L’incendie de Newroz, cependant, n’a cessé de croître chaque année, avec une plus grande participation en masse dans les centres provinciaux kurdes et les places des grandes villes, notamment Diyarbakır et Istanbul, entre autres. Le Newroz de cette année n’a pas seulement déclenché l’agression envieuse annuelle habituelle, mais il est également arrivé lorsque le souvenir frustrant du traumatisme de la gare était encore frais dans la psyché officielle turque. Par conséquent, la réaction turque à Newroz a été trop agressive.
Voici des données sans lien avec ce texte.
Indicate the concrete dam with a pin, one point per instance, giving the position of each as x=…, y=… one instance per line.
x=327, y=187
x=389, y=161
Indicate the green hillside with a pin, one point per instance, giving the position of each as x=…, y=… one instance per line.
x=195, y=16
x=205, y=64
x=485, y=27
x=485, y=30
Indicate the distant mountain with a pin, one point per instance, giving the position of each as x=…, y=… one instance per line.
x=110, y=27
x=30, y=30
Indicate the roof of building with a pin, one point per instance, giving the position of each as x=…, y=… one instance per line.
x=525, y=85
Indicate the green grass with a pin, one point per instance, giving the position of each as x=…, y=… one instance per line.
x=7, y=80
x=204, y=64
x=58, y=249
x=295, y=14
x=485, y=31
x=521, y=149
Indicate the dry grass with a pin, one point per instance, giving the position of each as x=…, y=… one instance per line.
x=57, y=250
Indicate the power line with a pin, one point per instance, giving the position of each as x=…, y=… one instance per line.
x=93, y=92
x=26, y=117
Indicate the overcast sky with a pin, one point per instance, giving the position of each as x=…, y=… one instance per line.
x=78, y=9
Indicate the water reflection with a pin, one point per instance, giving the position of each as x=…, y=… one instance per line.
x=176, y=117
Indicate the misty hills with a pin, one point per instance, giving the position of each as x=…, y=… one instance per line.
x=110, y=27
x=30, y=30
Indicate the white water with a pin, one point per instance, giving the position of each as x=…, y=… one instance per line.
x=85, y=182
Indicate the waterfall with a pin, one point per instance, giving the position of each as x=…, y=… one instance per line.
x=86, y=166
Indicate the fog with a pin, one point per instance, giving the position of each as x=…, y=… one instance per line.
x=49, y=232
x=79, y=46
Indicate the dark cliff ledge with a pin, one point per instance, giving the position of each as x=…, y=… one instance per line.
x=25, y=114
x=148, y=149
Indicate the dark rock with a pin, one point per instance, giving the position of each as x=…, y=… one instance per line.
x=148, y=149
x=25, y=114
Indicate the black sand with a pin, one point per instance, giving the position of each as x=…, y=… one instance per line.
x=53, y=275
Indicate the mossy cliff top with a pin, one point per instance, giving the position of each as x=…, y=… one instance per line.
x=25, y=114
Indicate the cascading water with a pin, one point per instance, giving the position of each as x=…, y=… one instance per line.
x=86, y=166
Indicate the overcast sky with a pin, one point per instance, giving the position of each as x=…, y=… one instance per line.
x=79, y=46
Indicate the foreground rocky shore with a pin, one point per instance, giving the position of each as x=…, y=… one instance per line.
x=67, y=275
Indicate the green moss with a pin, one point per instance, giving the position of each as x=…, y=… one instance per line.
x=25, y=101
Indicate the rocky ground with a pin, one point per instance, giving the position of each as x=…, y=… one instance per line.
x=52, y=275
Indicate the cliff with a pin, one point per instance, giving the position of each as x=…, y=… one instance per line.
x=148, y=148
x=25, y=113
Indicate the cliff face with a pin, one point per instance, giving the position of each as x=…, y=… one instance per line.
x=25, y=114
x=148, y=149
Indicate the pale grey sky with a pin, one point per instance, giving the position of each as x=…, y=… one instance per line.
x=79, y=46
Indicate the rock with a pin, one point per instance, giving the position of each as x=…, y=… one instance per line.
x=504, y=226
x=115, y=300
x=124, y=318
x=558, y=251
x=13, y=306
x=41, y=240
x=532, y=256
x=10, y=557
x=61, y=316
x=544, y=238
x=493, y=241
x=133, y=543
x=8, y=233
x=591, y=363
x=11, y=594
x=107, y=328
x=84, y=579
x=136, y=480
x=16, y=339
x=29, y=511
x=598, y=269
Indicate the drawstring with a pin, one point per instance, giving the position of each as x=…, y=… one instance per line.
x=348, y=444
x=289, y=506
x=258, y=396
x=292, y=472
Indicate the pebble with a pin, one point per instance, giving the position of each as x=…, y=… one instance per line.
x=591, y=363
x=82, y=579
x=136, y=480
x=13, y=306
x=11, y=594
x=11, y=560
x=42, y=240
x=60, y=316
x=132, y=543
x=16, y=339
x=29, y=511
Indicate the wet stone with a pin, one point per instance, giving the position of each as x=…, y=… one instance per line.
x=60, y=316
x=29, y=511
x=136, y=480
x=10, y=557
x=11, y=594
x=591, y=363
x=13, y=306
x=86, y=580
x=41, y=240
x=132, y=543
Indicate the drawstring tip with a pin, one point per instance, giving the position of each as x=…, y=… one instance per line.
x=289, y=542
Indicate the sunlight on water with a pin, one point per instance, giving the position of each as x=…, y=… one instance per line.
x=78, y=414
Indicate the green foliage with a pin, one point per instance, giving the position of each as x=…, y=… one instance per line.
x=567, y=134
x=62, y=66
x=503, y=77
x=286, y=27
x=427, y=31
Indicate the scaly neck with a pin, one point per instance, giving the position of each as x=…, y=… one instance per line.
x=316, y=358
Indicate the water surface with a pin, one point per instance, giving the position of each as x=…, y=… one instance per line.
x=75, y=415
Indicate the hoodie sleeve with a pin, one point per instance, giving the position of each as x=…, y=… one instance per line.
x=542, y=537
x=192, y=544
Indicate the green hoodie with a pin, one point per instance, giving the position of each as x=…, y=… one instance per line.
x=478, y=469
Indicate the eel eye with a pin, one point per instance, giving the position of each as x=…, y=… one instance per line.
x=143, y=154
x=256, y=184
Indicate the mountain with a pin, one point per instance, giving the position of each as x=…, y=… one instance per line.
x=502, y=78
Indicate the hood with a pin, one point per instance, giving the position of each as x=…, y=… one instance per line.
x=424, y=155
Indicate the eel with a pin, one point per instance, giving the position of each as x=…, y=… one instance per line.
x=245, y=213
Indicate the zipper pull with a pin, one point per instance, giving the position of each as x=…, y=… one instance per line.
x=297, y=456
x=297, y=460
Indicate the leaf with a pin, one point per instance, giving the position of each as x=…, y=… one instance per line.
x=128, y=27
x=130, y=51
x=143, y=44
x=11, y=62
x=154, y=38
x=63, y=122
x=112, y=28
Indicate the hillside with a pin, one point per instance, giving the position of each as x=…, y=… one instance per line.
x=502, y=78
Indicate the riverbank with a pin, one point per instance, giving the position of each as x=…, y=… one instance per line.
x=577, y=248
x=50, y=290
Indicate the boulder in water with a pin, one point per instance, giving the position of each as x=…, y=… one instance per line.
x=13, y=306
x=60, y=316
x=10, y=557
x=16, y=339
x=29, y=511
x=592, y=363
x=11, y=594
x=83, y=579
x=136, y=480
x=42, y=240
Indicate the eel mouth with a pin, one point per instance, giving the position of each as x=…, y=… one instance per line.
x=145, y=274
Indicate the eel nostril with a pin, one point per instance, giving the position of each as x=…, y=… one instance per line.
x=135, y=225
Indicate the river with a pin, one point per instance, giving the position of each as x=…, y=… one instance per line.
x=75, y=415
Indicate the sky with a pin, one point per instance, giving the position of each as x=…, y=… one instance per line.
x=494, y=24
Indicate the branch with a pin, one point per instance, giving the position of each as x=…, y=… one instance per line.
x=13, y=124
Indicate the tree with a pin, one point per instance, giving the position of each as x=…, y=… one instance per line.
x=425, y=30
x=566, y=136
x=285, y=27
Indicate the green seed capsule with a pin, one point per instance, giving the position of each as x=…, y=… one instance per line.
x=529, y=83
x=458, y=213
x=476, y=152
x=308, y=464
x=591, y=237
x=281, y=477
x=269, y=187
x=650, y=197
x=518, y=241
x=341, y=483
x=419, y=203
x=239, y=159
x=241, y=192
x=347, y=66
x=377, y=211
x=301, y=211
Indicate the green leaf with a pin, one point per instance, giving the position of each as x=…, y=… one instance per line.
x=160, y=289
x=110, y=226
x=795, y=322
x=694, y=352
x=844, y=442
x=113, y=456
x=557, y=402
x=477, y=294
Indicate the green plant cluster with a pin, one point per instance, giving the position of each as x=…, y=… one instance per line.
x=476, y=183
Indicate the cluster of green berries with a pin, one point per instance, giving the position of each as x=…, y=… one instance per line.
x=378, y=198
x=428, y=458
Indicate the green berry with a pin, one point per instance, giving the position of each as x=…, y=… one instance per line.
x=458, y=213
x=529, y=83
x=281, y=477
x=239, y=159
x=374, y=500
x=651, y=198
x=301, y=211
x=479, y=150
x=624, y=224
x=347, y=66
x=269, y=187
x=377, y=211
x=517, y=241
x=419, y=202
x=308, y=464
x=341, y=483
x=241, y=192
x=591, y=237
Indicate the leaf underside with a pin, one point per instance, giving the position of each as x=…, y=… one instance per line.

Mercredi dernier, le parlement turc s’est réuni pour déclarer la suppression du statut de député d’Ömer Faruk Gergerlioğlu du Parti démocratique des peuples (HDP). Le même jour, un acte d’accusation exigeant la fermeture du HDP pro-kurde et l’interdiction de plus de 600 membres du parti de la politique a été émis par le procureur de la Haute Cour. Gergerlioğlu, qui a refusé de quitter le bâtiment du parlement, a été expulsé de force aux premières heures du 21 mars. La nuit précédente, le président Erdoğan a résolu par lui-même pour retirer la Turquie de la Convention d’Istanbul de la Commission européenne de 2012, qui régit la protection juridique des femmes et des filles contre la violence. L’anxiété de Newroz de cette année, semble-t-il, ne vise pas seulement l’identité kurde mais aussi les femmes, ce qui indique les forces dissidentes les plus redoutées du régime autoritaire d’Erdoğan.

Newroz est un mythe important et un symbole concret de la lutte démocratique des femmes et des hommes kurdes et turcs.